Tema central: Análise da pessoa do discurso e seu impacto na impessoalidade/subjetividade do texto, com foco na interpretação da escolha de pronomes e formas verbais no texto argumentativo.

Comentário:

No texto, observa-se o uso predominante da primeira pessoa do plural ("precisamos investir", "afirmamos que", "nos colocará…"), indicando que a autora se inclui no grupo sobre o qual fala, construindo um vínculo com o leitor. Esse recurso estilístico, conforme explica Evanildo Bechara em sua “Moderna Gramática Portuguesa”, é típico de uma exposição que busca engajamento, sem ser totalmente pessoal ou totalmente impessoal.

A alternativa correta é a letra B, pois o uso da 1ª pessoa do plural permite à autora apresentar seu ponto de vista de modo parcialmente impessoal, diluindo a individualidade do discurso e incluindo o coletivo.

Justificativas das alternativas:

A) Incorreta. Impessoalidade caracteriza textos em 3ª pessoa ou formas verbais impessoais; aqui, a autora se inclui no discurso, conferindo certa subjetividade.
B) Correta. A 1ª pessoa do plural sugere exposição parcialmente impessoal, pois há tentativa de englobar o leitor, mas sem o subjetivismo da 1ª pessoa do singular.
C) Incorreta. A exposição é menos “pessoal” do que se fosse em 1ª pessoa do singular. O termo “objetiva” não se alinha à ideia de pessoalidade transmitida na alternativa.
D) Incorreta. Fala-se em subjetividade, mas o emprego predominante da 1ª pessoa do plural, e não da 3ª, desfaz o argumento da alternativa.

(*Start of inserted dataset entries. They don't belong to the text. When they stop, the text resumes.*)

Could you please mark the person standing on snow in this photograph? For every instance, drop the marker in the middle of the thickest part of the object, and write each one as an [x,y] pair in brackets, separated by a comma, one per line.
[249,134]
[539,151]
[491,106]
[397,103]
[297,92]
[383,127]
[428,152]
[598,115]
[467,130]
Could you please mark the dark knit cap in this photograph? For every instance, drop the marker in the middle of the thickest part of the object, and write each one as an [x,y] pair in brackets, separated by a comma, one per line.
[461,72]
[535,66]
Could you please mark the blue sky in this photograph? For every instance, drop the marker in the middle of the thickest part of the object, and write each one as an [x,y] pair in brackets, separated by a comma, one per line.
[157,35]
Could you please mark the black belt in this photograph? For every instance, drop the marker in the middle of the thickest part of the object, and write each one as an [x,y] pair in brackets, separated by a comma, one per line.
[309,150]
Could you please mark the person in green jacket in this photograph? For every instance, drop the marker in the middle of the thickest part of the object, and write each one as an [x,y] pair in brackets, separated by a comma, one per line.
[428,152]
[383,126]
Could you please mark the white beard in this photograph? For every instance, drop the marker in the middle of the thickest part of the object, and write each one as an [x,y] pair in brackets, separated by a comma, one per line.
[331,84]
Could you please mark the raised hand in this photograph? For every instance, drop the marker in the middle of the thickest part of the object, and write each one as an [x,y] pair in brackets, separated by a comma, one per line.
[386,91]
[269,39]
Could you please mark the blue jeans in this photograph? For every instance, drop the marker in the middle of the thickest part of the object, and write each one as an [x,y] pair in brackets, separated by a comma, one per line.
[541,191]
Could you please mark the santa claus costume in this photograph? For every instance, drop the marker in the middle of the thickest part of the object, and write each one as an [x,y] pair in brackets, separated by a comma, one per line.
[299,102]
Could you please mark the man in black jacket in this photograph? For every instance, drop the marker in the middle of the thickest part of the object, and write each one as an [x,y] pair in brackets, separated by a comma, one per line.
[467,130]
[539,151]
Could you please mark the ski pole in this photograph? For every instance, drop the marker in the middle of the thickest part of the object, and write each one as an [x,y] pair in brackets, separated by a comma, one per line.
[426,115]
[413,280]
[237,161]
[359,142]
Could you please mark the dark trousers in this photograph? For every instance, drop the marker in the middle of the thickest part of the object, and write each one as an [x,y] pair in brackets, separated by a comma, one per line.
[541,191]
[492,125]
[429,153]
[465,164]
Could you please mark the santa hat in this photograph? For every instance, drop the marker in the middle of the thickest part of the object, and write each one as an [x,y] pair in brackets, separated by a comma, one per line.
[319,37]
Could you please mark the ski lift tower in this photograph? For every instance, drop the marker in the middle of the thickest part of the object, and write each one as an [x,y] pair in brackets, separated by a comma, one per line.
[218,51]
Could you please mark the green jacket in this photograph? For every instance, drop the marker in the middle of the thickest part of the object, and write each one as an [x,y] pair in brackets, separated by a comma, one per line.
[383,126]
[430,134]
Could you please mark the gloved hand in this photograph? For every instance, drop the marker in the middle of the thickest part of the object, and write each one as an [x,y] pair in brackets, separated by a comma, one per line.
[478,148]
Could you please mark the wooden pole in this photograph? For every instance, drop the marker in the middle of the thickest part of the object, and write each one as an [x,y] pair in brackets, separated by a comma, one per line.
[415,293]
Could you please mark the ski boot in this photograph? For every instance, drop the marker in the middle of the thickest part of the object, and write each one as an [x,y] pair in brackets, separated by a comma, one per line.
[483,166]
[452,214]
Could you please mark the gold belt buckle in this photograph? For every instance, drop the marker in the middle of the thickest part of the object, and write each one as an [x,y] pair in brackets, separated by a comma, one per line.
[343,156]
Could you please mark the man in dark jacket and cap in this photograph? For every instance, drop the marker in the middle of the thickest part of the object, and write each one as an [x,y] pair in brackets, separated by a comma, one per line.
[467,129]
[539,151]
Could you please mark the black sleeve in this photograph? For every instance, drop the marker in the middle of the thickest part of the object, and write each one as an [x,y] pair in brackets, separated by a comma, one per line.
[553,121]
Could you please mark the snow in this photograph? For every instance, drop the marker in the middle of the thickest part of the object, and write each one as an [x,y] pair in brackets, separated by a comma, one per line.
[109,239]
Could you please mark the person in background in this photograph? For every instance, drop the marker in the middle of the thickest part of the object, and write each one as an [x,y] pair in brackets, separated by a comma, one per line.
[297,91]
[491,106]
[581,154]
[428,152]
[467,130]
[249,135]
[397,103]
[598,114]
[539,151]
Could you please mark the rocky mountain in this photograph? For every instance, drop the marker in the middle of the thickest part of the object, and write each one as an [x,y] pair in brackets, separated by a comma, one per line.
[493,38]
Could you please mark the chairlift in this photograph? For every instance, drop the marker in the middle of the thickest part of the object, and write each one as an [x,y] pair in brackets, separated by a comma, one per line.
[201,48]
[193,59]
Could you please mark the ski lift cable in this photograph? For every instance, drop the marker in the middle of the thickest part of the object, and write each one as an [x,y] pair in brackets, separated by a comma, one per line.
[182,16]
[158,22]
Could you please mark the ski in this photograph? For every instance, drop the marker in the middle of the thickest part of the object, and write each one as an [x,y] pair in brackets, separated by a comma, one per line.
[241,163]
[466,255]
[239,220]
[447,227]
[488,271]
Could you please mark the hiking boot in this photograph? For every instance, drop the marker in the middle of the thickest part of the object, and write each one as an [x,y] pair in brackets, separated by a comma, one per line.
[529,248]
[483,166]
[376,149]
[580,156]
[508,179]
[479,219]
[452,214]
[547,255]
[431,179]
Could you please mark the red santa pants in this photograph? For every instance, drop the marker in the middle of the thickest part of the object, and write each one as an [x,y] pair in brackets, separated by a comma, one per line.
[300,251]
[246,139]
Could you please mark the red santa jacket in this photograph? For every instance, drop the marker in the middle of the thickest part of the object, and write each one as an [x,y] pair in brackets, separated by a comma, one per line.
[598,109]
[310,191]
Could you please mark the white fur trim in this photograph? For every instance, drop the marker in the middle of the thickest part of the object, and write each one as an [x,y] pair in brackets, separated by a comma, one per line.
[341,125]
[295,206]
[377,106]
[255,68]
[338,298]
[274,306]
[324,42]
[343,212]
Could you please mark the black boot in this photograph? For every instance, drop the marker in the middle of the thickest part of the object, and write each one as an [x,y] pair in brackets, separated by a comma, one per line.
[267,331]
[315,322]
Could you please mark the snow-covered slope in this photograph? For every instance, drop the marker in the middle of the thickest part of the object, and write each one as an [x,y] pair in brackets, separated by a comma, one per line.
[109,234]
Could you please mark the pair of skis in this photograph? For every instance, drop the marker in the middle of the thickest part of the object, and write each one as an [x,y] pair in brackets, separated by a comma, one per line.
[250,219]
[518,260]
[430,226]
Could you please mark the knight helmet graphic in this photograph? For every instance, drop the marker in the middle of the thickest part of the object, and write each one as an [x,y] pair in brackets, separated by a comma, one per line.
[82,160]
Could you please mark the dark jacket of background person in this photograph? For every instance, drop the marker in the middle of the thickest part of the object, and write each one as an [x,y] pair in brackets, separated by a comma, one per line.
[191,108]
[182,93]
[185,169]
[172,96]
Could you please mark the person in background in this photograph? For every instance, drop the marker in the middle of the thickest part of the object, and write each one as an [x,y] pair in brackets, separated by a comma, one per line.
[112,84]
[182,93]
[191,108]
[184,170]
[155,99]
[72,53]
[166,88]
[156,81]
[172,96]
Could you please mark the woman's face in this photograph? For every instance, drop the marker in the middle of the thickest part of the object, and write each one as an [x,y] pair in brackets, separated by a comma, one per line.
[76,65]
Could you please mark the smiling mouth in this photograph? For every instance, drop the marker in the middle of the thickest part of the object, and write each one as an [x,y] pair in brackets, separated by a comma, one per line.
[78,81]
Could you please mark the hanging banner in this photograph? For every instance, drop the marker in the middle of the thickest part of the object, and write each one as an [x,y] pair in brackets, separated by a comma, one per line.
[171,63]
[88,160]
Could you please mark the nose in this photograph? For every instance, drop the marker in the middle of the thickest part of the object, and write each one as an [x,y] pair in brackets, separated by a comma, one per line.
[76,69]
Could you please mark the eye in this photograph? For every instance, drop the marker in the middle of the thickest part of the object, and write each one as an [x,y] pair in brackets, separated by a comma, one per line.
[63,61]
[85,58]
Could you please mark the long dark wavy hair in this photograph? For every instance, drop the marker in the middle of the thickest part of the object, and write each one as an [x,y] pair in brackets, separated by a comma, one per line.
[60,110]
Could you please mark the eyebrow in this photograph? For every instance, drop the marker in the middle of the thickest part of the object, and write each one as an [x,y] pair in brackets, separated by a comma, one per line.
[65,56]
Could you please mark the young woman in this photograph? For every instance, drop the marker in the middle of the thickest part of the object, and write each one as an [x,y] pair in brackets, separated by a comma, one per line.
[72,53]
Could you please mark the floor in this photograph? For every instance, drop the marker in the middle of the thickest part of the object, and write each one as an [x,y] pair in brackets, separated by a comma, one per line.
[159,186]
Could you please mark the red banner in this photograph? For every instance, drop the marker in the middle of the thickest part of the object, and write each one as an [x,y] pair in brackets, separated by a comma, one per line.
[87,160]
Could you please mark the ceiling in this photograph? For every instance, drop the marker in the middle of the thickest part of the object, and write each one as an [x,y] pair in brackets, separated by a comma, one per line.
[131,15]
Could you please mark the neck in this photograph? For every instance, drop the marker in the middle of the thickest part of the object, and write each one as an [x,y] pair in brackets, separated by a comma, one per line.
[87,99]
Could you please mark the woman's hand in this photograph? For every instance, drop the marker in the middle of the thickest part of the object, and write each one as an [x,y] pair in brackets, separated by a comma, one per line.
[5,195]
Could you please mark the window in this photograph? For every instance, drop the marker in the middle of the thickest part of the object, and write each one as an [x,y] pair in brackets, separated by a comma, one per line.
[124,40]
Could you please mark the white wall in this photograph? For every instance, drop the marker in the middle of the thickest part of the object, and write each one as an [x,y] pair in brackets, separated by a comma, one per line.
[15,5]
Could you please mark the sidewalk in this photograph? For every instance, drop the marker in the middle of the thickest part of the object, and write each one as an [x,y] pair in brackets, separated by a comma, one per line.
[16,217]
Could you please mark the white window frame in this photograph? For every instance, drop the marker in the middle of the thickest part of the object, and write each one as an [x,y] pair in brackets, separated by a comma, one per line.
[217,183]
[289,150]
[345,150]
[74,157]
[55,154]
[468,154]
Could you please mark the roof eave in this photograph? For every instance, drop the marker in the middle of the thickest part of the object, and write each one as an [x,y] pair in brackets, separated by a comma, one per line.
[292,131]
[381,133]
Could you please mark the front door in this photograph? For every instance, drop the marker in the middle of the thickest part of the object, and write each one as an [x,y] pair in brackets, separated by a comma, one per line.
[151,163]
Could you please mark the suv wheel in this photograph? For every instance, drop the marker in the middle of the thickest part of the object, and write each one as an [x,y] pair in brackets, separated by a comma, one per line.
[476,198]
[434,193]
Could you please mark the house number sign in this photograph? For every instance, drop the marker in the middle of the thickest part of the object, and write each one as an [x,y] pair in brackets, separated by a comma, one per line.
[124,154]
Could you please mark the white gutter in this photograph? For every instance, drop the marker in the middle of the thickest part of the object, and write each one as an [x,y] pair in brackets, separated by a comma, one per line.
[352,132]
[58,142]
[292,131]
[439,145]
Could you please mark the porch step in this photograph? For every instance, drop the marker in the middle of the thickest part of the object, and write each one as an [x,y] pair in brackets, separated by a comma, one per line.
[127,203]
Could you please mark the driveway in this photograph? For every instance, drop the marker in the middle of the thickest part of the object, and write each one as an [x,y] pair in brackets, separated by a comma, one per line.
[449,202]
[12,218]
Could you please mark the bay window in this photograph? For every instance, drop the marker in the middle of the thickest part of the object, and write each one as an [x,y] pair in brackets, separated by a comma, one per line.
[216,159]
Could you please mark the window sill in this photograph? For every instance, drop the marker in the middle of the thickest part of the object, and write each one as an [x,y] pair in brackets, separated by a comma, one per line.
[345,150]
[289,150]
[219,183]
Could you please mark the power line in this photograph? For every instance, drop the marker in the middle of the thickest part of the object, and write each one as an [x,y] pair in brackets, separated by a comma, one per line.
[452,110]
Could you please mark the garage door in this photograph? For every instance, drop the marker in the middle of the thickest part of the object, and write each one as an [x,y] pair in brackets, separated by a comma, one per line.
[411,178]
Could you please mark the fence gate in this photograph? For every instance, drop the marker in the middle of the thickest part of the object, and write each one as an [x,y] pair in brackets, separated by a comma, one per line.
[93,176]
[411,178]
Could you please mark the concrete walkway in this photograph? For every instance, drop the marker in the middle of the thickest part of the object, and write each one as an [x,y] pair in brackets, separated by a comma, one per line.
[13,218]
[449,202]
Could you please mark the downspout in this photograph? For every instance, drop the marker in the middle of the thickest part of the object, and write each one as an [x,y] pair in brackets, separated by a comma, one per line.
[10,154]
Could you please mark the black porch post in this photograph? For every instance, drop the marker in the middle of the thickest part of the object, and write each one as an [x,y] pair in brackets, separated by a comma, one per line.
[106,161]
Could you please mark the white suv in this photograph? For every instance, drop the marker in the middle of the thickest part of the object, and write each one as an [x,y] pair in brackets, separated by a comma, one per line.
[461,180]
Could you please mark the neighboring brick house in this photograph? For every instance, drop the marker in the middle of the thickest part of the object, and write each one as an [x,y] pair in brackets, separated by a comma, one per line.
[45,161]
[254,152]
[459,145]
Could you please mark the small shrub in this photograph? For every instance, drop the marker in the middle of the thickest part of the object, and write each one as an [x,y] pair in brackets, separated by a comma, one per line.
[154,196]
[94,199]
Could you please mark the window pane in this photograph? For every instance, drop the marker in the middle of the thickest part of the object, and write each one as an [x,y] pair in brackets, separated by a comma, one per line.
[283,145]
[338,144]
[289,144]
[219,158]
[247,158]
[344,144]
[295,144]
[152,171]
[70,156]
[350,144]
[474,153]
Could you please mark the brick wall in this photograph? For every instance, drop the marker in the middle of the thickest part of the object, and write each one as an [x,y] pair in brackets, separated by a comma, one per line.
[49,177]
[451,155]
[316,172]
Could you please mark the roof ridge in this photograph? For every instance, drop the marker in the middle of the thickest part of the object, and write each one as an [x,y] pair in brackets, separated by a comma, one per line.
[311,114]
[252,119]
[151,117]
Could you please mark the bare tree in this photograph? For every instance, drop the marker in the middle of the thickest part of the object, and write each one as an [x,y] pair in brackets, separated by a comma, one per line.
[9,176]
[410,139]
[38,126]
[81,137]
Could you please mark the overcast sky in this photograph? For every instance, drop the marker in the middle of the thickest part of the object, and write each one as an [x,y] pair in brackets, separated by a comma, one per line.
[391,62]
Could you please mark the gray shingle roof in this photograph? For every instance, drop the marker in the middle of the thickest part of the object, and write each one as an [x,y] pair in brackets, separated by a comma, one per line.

Dica de prova: Atenção à pessoa do discurso, pois a banca costuma explorar as consequências do uso de “nós”, “eu” ou “eles” para construir impessoalidade, subjetividade ou coletividade em textos argumentativos.

Referências: Cunha & Cintra (Nova Gramática), Bechara (Moderna Gramática Portuguesa). Ambos reforçam que formas de 1ª pessoa do plural suavizam o tom pessoal, sem eliminar engajamento coletivo.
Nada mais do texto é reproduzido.